Baby lyuba, the worlds most complete and Best-Preserved Woolly Mammoth
She is 42,000 years old and has come a long way for her Australian debut. First, she was recovered from the frozen mud in Siberia that was her tomb for so long. Then she was packed into a crate at a tiny museum in Russia and flown to a humidity-controlled cube at the Australian Museum.
Mammoths – Giants of the ice age
The ice age world of woolly mammoths will be brought to life in Mammoths – Giants of the Ice Age, exclusive to the Australian Museum from 17 November 2017.
Baby Lyuba, the world’s most complete and best-preserved woolly mammoth, has arrived in Sydney. She is in remarkable condition, with her skin and internal organs intact. Scientists even found her mother’s milk in her belly.
We will finally be able to see her when she is unveiled as the centrepiece of the museum’s Mammoths – Giants of the Ice Age exhibition.
Lyuba, who died at 35 days, is one of Russia’s national treasures, and the government is reluctant to let her out of its sight too often. This is only the fifth time Shemanovsky Museum has let her out, and it’s her first trip to the southern hemisphere.
The mammoth was first spotted in 2007 by Yuri Khudi, a Siberian reindeer herder, who found her as the frost thawed on a muddy bank of the Yuribey River. When he brought a team of scientists back to recover her, she was gone; someone else had got there first.
The team tracked her to a village deep within Siberia’s frozen wasteland. She was propped up on the door of a shop. The shop keeper had reportedly bought her for two snowmobiles and a year’s worth of food from Mr Khudi’s cousin.
“And while she was propped up, a dog came up and chewed off her tail and her ear. If only for that she’d be completely intact,” says Trevor Ahearn, the Australian Museum’s creative producer.

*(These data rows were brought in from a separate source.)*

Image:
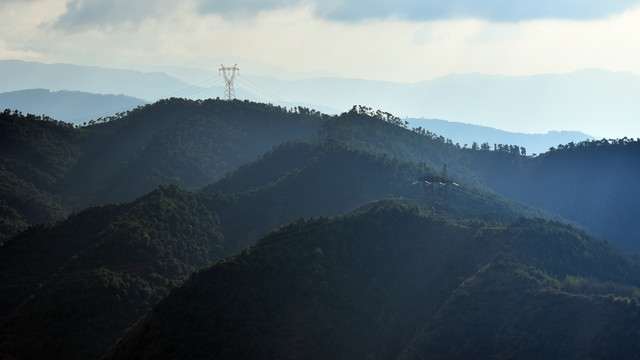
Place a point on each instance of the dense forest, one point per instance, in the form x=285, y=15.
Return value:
x=100, y=225
x=389, y=282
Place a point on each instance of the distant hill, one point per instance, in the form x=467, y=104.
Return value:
x=587, y=182
x=149, y=86
x=467, y=134
x=116, y=261
x=50, y=167
x=74, y=107
x=193, y=143
x=601, y=102
x=388, y=282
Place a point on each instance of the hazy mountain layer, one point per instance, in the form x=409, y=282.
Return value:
x=115, y=261
x=385, y=282
x=69, y=106
x=467, y=134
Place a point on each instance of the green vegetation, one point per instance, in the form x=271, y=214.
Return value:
x=389, y=282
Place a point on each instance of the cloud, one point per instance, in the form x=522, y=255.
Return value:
x=425, y=10
x=238, y=8
x=108, y=14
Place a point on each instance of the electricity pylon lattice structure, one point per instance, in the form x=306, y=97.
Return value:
x=229, y=74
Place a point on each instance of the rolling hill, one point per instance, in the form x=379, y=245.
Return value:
x=388, y=282
x=74, y=107
x=116, y=261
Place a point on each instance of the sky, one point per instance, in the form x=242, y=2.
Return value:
x=404, y=40
x=397, y=41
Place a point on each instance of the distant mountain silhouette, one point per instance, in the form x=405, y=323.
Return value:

Lyuba (Lay-oo-bah) means love in Russian. The museum has chosen to surround her with models of huge, ferocious adult mammoths, much as the herd would have surrounded and protected her in life.
It is thought her feet had become stuck in a muddy hole on the side of a Siberian riverbank. Before her mother could yank her out, Lyuba slipped below the surface, where the mud choked her mouth and trunk.
But the mud that killed her also contained sediments and bacteria that created an acid barrier around her body, in effect pickling her. When the river froze over, she was left perfectly preserved.
Had she lived a full mammoth life – 60 years – Lyuba would have grown to more than three metres in height and about five tonnes. To sustain that bodyweight she would have consumed up to 180 kilograms of grass and 80 litres of water a day. Mammoths lived in the late Paleolithic period, which stretched from about 200,000 BC, the time Homo sapiens first emerged in Africa, to 10,000 BC.
Mammoths were uniquely adapted for the conditions, with small ears and thick, woolly fur. They ate grass and bark and roamed across Europe, North America and Siberia.
That makes Lyuba the first of her kind to visit our shores, and it took the Australian Museum a fair bit of what director Kim McKay terms “cultural diplomacy” to get her over here. Negotiations involved the Shemanovsky Museum and the Russian government.
Mr Ahearn says: “One of the first things we had to do before we brought Lyuba over here was absolutely guarantee our Russian colleagues that there was no possibility of her getting seized because there is some controversy over who owns her.
“She’s a little controversial in Russia, with her association with an oil company that helped bring her into the museum. I think it’s paranoia. Russia is feeling a little bit of pressure, so I don’t know if it’s founded. There are lots of myths; it’s all very hazy.”
The prospect of mammoth cloning
Scientists have two competing theories on why mammoths became extinct about 10,000 years ago. Both have important things to tell us about the modern environment – and perhaps contain a message about why we shouldn’t be trying to bring mammoths back.
The first theory is climate change. The ending of the ice age about 10,000 BC may have dramatically reduced the area in which these cold-environment animals could survive.
The second theory is over-hunting. Mammoths, with their tonnes of fat, would have represented an incredibly valuable food source for early humans, who developed sharp spears to hunt them. Scientists think it is possible the mammoth is the first species humanity managed to push into extinction.
Mammoth cloning has always excited the popular imagination, and the exhibition dedicates a section to the possibilities. So far, we have sequenced about 70 per cent of mammoth DNA, so the raw material is not there yet. But even if we could, we shouldn’t, says David Alquezar, manager of the Australian Museum’s genetics lab.
“The money to do that could be better invested in species that are endangered right now, rather than focusing our efforts on a species that has been extinct for 10,000 years,” says Dr Alquezar.